Roma - All’ora del caffè, la conferma ufficiale, dopo le anticipazioni dei giornali: nasce il Popolo della libertà. Silvio Berlusconi lo fa ai microfoni di Panorama del giorno su Canale 5: Forza Italia e An in un unico partito, «pronto ad accogliere tutti» (hanno già aderito pensionati, i liberaldemocratici di Dini, la Nuova Dc).
All’ora dell’aperitivo, scatta lo slogan elettorale: «rialzati Italia, messa in ginocchio dal governo delle sinistre». Ma non solo. Anche un rude invito a Pierferdinando Casini a decidersi se entrare o no nel Popolo della libertà. «Diciamo calorosamente ed affettuosamente all’Udc: non esitate e venite con noi». Ma se ciò non dovesse avvenire - precisa il cavaliere - allora «nessuno potrà negare che siamo alleati, ma non nella stessa coalizione».
In altre parole: «possono presentarsi da soli, e poi in Parlamento potremmo naturalmente trovare un accordo per farli entrare nell’alleanza». Ma di federazione con il Pdl, come con la Lega, non se ne parla. L’Udc «non può fare come la Lega, che è un partito territoriale e che, come sul modello della Bavaria, si presenterà solo in certe Regioni».

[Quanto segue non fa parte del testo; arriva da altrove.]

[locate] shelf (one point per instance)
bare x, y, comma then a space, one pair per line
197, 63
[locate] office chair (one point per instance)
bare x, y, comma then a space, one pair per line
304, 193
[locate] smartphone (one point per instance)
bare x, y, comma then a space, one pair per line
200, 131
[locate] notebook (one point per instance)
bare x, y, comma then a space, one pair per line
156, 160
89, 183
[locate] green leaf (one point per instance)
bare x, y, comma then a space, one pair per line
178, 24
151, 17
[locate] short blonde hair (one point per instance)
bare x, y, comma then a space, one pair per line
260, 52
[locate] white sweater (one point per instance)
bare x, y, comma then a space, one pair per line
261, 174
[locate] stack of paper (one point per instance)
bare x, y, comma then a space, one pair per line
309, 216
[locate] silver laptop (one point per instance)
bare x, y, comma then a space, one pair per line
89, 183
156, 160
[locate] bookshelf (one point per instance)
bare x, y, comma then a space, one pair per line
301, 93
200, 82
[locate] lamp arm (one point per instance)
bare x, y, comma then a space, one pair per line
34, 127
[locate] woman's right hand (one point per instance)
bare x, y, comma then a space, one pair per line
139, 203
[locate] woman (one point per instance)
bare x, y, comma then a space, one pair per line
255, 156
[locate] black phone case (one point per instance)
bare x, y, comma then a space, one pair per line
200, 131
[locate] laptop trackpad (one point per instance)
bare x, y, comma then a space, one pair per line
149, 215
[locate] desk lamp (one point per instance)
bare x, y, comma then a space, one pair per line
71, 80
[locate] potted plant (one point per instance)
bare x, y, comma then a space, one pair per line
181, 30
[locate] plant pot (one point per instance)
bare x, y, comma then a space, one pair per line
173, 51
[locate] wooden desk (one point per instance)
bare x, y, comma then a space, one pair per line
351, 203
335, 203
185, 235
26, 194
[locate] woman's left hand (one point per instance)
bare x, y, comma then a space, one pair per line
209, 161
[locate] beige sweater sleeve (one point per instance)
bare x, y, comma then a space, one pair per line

E per far capire che fa sul serio, e che l’interlocutore è Casini, Berlusconi ricorda che dentro l’Udc «sono in difficoltà perché hanno opinioni diverse. La volontà dei loro elettori, ma anche dei parlamentari, è aderire al nuovo progetto. Ho sentito diversi parlamentari che mi hanno detto che vogliono stare insieme a noi».
Il primo a uscire dall’Udc per confluire nel Popolo della libertà è stato Carlo Giovanardi, già ministro dei rapporti con il Parlamento nel governo Berlusconi. E altri potrebbero seguire, fa capire il Cavaliere.
Ma come «rialzare» l’Italia? L’ex presidente del Consiglio tratteggia la strategia nel colloquio telefonico all’ora del caffè su Canale 5 con Maurizio Belpietro. Un programma elettorale che conterà «su una decina» di punti e che toccherà tutti i settori «per rimediare sia alle inefficienze strutturali dell’Italia sia ai danni combinati da questo governo nei suoi diciotto mesi di attività».

Quello del Pdl, però, sarà un programma che parte «dal basso». Così, Berlusconi spiega che «continueremo con i gazebo per sottoporre ai cittadini la scelta delle priorità del programma. E sulla base di queste risposte - aggiunge - presenteremo un programma fatto di punti essenziali». Il Cavaliere, poi, conferma l’idea di predisporre fin d’ora disegni di legge ad hoc. «E diremo anche quanti ne approveremo al primo consiglio dei ministri, quanti al secondo consigli dei ministri e così via via per i primi cento giorni».

A conferma di come l’ex presidente del Consiglio si veda già proiettato oltre il 14 aprile conferma che è sua intenzione presentare un governo snello. «C’è una legge che dice che ci dovranno essere 12 ministri e noi la rispetteremo». E assicura che i componenti del nuovo governo «saranno in 60» fra ministri, vice ministri e sottosegretari.

Ai microfoni di «Panorama del giorno», poi, Berlusconi si toglie qualche sassolino dalle scarpe. «Come sempre avevo ragione io», dice ricordando le tappe che hanno portato alla caduta del governo Prodi. «Non c’è stata la spallata - precisa - che è un termine dei media e non mio. La sinistra ha perso la maggioranza per implosione interna su un tema importante come la giustizia. E tutti ricordano - aggiunge l’ex premier - come venni trattato, non solo dai grandi giornali, quando dicevo che la sinistra sarebbe implosa e che si sarebbe votato ad aprile».

Il prossimo governo, sottolinea Berlusconi, dovrà lavorare per ricostruire «l’immagine dell’Italia che è stata mondialmente distrutta» dal governo Prodi. Secondo il Cavaliere, ha provocato «danni incalcolabili al nostro Paese e ha lasciato l’Italia e gli italiani più poveri e più insicuri».

Infine, una battuta anche

sulla scelta di Veltroni di far «correre» il Partito democratico da solo. «Non è un atto di coraggio», osserva Berlusconi. Ma una scelta «dettata dalla necessità» di liberarsi «dall’abbraccio mortale con l’estrema sinistra».